Residual Multi-Fidelity Neural Network Computing
Owen Davis, Mohammad Motamed, Raul Tempone
TL;DR
This paper introduces the Residual Multi-Fidelity Neural Network (RMFNN), a theoretically grounded framework for constructing fast high-fidelity surrogates by learning a nonlinear residual $F$ between a low-fidelity model $Q_{LF}$ and a high-fidelity model $Q_{HF}$. The approach trains two networks in tandem: ResNN learns the residual $F(\boldsymbol{\theta}, Q_{LF}(\boldsymbol{\theta}))$, enabling generation of synthetic high-fidelity data, and DNN learns the high-fidelity quantity $Q_{HF}$ using both original and synthetic data. A key theoretical result from Davis_Motamed:2024 guarantees the existence of a ReLU network approximating a broad class of targets with network complexity tied to the uniform norm of the target, justifying low-complexity learning when the residual is small. Numerical experiments show substantial computational savings, particularly when $||F||_{L^{\infty}}$ is small, and illustrate the framework's advantages over direct high-fidelity learning and discrepancy-based rivals, with clear paths toward multi-fidelity extensions and uncertainty quantification tasks.
Abstract
In this work, we consider the general problem of constructing a neural network surrogate model using multi-fidelity information.

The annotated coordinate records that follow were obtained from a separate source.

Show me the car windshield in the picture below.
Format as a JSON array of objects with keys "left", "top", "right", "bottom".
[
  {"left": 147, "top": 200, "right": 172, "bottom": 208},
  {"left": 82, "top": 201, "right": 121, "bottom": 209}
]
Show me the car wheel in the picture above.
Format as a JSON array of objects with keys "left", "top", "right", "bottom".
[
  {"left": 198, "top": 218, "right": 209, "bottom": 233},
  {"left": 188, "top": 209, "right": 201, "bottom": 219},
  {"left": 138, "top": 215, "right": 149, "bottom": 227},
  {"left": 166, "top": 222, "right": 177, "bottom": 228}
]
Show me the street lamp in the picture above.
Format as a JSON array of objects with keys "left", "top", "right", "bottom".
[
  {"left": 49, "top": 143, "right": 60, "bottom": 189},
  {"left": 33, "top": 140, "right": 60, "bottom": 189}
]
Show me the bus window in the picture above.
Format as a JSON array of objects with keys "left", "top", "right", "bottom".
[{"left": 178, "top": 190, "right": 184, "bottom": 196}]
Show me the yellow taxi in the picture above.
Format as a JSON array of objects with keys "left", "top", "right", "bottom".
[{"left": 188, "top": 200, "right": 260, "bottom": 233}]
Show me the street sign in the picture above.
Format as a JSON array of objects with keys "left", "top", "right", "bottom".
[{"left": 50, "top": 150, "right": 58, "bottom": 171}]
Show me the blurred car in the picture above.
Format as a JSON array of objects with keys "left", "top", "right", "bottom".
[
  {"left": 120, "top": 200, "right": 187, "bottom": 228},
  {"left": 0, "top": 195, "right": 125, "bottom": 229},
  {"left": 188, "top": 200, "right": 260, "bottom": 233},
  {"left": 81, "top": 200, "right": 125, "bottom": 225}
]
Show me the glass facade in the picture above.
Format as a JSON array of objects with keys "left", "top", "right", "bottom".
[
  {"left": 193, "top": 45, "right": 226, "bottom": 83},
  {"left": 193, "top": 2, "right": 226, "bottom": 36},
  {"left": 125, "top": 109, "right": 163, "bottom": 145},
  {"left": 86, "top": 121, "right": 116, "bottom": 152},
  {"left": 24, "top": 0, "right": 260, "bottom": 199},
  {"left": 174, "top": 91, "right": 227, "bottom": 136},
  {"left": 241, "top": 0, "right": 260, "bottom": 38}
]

Motivated by error-complexity estimates for ReLU neural networks, we formulate the correlation between an inexpensive low-fidelity model and an expensive high-fidelity model as a possibly non-linear residual function. This function defines a mapping between 1) the shared input space of the models along with the low-fidelity model output, and 2) the discrepancy between the outputs of the two models. The computational framework proceeds by training two neural networks to work in concert. The first network learns the residual function on a small set of high- and low-fidelity data. Once trained, this network is used to generate additional synthetic high-fidelity data, which is used in the training of the second network. The trained second network then acts as our surrogate for the high-fidelity quantity of interest. We present four numerical examples to demonstrate the power of the proposed framework, showing that significant savings in computational cost may be achieved when the output predictions are desired to be accurate within small tolerances.